Aline Asmar d’Amman : J’essaie toujours de développer des projets poétiques et audacieux. J’ai aussi un côté anti-establishment qui contraste avec les clichés que je peux entendre à mon sujet. Parce que j’aime bien m’habiller, parce que je suis une femme, parce que j’aime la mode – et Chanel en particulier. Mais, au fond, j’adore les choses cassées et le rapport entre le brut et le précieux qui ne peuvent exister qu’en tension.
IDEAT : Quel a été votre premier contact avec la Villa Noailles ?
Aline Asmar d’Amman : Le livre de photographies de Karl Lagerfeld, Villa Noailles. Hyères – Été 1995. Il m’a intéressée car, pour moi, les plus beaux lieux sont ceux qui vous touchent par leur mystère. Et c’est ce que Karl raconte dans l’introduction de l’ouvrage…
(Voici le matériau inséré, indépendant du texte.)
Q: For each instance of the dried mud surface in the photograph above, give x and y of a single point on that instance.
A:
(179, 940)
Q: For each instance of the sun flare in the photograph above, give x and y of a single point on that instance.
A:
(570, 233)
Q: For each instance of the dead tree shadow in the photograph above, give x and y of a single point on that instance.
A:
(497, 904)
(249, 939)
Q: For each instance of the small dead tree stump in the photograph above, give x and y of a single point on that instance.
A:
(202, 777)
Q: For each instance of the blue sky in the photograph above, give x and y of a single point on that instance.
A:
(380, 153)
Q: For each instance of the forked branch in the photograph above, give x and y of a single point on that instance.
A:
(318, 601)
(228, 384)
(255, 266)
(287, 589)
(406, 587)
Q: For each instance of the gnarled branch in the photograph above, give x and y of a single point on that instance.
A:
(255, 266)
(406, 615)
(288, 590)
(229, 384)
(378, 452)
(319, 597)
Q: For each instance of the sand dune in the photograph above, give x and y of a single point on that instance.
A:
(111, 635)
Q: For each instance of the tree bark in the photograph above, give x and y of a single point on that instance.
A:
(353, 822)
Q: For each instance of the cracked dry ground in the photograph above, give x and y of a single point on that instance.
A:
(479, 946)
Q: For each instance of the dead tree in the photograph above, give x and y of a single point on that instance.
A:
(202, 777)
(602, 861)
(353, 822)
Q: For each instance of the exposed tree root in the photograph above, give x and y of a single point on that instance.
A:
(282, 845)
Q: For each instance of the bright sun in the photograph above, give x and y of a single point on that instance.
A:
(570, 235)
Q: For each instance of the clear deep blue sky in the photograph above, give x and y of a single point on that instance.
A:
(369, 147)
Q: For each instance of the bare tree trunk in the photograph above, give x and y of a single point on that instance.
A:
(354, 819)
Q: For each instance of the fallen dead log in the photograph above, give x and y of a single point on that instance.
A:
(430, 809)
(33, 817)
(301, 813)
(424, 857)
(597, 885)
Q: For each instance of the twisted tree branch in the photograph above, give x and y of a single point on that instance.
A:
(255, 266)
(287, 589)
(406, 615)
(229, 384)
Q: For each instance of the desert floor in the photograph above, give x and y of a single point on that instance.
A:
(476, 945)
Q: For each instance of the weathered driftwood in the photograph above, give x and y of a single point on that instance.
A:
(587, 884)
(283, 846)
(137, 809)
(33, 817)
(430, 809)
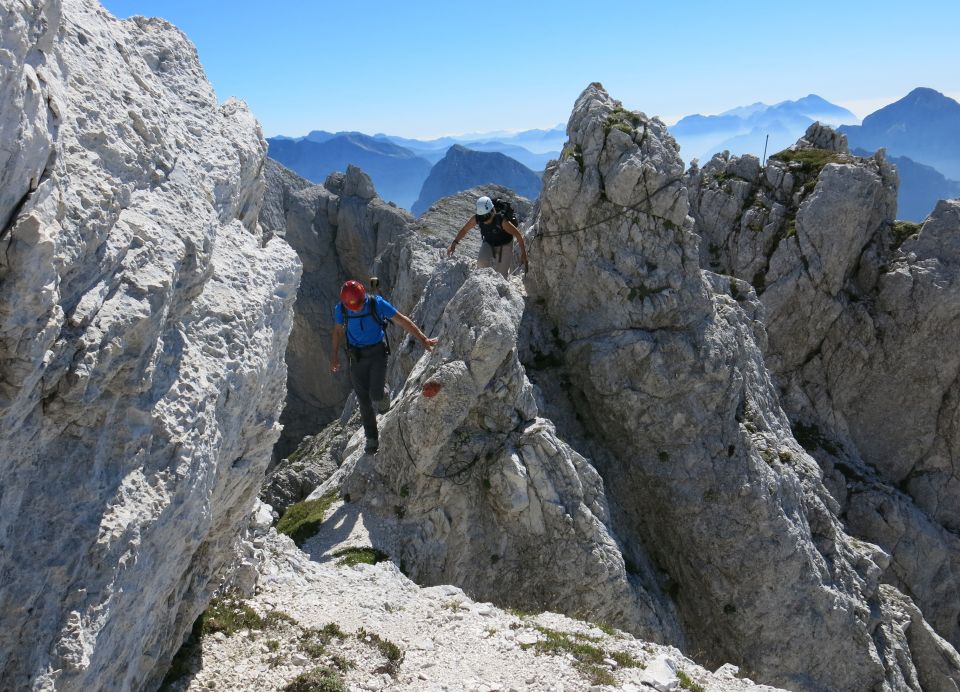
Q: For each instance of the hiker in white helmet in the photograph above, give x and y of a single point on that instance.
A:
(498, 232)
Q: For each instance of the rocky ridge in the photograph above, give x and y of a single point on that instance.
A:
(445, 640)
(862, 318)
(693, 347)
(462, 168)
(142, 331)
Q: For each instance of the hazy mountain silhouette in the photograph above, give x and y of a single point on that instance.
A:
(464, 168)
(921, 187)
(744, 129)
(397, 173)
(924, 125)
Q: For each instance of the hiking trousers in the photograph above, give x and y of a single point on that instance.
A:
(499, 257)
(368, 374)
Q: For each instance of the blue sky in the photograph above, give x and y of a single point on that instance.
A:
(425, 69)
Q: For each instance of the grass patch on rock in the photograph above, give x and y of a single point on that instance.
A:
(303, 519)
(583, 648)
(811, 161)
(319, 679)
(389, 650)
(903, 230)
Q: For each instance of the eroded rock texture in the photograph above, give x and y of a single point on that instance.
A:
(667, 364)
(142, 328)
(668, 450)
(337, 230)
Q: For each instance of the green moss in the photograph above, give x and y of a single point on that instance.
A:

Après nos différentes rencontres et une première collaboration, j’ai développé avec lui une collection de mobilier en marbre pour la Carpenters Workshop Gallery que j’expose au rez-de-chaussée de l’ancien évêché, en plus de mon exposition « carte blanche » à l’étage.
IDEAT : Vous avez imaginé celle-ci comme une promenade littéraire. Comment l’avez-vous matérialisée ?
Aline Asmar d’Amman : J’ai une affection particulière pour le métier d’écrivain, car j’ai toujours pensé que les architectes écrivent avec la matière comme les auteurs le font avec les mots, pour des projets pérennes. C’est un acte responsable, mais joyeux.
IDEAT : « L’Amour, la Mer, les Femmes » : pourquoi avoir choisi ce titre et ce sujet pour cette carte blanche ?
Aline Asmar d’Amman : L’amour, parce que c’est le thème romanesque par excellence et que, même si on ne vit pas l’amour, on le rêve. Ensuite, la mer et, plus précisément, la Méditerranée, car c’est celle qui nous lie et nous emporte, et à laquelle je voulais rendre hommage. Enfin, les femmes, et j’entends par là surtout les autrices, qui furent pour moi autant d’amies imaginaires. C’est une façon de mettre à l’honneur l’amitié féminine.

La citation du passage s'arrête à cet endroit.